Search code examples
c#sql-serversha256hashbytes

SHA256 doesn't yield same result between C# and SQL Server when using Spanish words


I am using SHA256 to get a hashed hexadecimal string. It works fine when using regular characters, however when a string to be hashed includes accents/diacritics, then I get a different result in C# and T-SQL. I would prefer to make the change on the SQL Server end.

  • Example word that does match: bird
  • Example word that does not match: MUÑOZ

C#

using (SHA256 sha2 = SHA256.Create())  
{
    var hash = sha2.ComputeHash(Encoding.UTF8.GetBytes(fullAddress));
    string hexString = string.Empty;

    for (int i = 0; i < hash.Length; i++)
    {
        hexString += hash[i].ToString("X2"); //Convert the byte to Hexadecimal representation, Notice that we use "X2" instead of "X"
    }

    sha2.Dispose();
    return hexString;
}

SQL

declare @fullAddress nvarchar(500)
set @fullAddress = 'MUÑOZ'
select CONVERT([varchar](256), HASHBYTES('SHA2_256', @fullAddress), 2) 

Solution

  • .NET, Windows and SQL Server use UTF16, not UTF8. The two snippets are hashing different bytes.

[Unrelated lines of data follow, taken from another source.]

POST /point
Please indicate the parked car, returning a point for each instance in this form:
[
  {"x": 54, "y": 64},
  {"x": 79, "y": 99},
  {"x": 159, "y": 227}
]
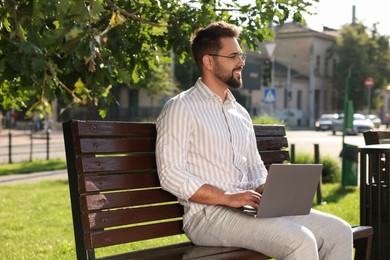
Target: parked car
[
  {"x": 376, "y": 120},
  {"x": 325, "y": 122},
  {"x": 361, "y": 124}
]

When the same encoding is used, the hash strings are identical.

    This :

    using (var sha2 = System.Security.Cryptography.SHA256.Create())  
    {
        var hash = sha2.ComputeHash(Encoding.Unicode.GetBytes("MUÑOZ"));
        {
            string hexString = string.Empty;
    
            for (int i = 0; i < hash.Length; i++)
            {
                hexString += hash[i].ToString("X2");
            }
            Console.WriteLine(hexString);        
        }    
    }
    

    Produces :

    276DB000BF524070F106A2C413942159AB5EF2F5CA5A5B91AB2F3B6FA48EE1ED
    

    Which is the same as SQL Server's hash string